American language is a bawdy, brawling steroid-monster of a growing child that draws its very vigor from its proximity to that storied melting pot of other cultures and languages--all of which come here and give.

So I ask again: What's up with the English-only thing? Most of us couldn't speak real English if we wanted to. I rented The Full Monty for Jones and his wife up in Flagstaff a couple weeks ago, and Mrs. Jones didn't enjoy it at all. She could only make out about one word in three. They were speaking working-class English. Try a similar ethnic flick, subtitled in, say, southside Chicago dialect, and your audience in Sheffield, England, would be similarly at sea.

But aside from the inherent inaccuracy in calling Arizona's racist little bit of initiative and referendum English-only vs. American-only, there's that whole deal with the U.S. Constitution and the First Amendment thereto. Nowhere in the founding documents of this nation's government is there any reference to an official language. Nor coulda, shoulda, woulda been.

The first freedom the framers observed in the Bill of Rights was the freedom of speech, and therefor, of the press, and by logical extension, of religion, faith, of assembly. It takes no more sophisticated legal scholar than your typical 5-year-old to recognize that if government declares English to be the only lawful and official language of our society, and thus that government business cannot be transacted in Spanish, Latvian, Urdu or Latin, then the First Amendment is meaningless to Americans who happen to speak one of those instead of English.

I said as much a decade ago, and predicted a short life for the English-only amendment. As is so often the case, not only was I right, I was way ahead of my time.
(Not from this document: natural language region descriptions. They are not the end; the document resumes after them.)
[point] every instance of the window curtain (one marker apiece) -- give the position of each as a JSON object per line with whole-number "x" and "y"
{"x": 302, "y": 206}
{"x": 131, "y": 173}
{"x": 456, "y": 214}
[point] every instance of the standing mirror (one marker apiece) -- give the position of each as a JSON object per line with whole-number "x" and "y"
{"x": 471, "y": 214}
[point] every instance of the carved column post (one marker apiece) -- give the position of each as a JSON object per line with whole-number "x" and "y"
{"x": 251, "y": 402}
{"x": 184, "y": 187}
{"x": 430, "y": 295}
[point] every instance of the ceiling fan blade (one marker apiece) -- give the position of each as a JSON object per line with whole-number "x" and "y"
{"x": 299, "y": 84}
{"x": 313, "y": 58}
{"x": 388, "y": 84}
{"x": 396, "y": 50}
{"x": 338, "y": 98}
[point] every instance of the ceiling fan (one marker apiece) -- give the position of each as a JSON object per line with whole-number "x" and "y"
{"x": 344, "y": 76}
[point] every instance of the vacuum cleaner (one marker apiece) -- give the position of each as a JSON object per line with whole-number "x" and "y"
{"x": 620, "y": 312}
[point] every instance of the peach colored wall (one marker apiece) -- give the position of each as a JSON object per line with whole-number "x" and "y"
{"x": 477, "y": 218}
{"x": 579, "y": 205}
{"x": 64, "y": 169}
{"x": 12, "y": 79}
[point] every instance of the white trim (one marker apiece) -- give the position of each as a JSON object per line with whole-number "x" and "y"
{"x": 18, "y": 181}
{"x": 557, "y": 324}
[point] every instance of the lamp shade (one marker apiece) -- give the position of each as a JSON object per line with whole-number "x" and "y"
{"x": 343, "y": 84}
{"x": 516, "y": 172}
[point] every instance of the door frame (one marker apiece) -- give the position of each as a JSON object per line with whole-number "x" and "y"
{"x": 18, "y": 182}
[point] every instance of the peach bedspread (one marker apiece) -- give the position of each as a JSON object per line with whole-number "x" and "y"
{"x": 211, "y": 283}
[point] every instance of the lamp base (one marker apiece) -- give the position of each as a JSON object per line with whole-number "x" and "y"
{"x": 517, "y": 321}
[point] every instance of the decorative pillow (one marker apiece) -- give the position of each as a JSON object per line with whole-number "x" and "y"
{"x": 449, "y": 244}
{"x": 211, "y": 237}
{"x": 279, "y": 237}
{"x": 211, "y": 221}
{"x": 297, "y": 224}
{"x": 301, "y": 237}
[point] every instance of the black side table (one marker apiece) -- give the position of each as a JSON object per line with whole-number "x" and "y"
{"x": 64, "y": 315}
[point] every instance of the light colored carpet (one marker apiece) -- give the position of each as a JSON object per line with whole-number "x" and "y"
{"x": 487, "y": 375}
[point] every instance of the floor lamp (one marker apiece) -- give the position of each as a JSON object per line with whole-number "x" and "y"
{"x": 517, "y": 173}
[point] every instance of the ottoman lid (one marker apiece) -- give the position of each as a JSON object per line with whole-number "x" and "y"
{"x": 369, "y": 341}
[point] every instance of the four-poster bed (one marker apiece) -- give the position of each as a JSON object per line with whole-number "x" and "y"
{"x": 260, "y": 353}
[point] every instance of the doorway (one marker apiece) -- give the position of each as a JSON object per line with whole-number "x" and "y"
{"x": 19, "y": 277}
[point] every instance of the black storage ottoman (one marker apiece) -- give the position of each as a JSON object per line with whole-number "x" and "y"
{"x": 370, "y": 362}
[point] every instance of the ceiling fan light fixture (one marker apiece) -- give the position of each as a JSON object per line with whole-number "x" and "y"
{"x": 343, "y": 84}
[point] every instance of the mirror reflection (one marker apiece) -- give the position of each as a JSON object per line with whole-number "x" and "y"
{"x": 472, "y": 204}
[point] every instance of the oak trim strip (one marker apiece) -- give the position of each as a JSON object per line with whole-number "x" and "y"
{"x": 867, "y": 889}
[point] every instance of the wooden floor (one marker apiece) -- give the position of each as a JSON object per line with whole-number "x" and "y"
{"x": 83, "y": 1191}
It took 10 years for the Arizona Supreme Court to issue a quite simple, quite commonsensical opinion against the constitutionality of the English-only law. And at that, the opinion was announced a year after the retirement of the justice who wrote the majority opinion.

And now the case must certainly go to the U.S. Supreme Court, which has a recent history of cowardice in facing such outwardly simple and uncontroversial cases.

Hey! We know American English is for all practical purposes the language of U.S. government, commerce and daily life: We don't need some xenophobic, racist law on the books to make it official, and to force non-English speakers further outside the mainstream.

Down here in southern Arizona, where much of the local commerce still goes on in border Spanish, the ruling gringo class likes to look down its patrician nose at those ignorant, lazy Mexicans whose English isn't up to Harvard standards. Never mind that most of these white boys can't pronounce "tamales" or understand when the waitress smiles and calls them "cabrones."

It's kind of like Fred Astaire and Ginger Rogers--Fred being the white boy and Ginger the Mexican. Fed to the tits with hearing Astaire lionized for his terpsichorean skills, Ginger once remarked, archly, "Honey, I did every dance step Fred ever did...backwards, and in high heels."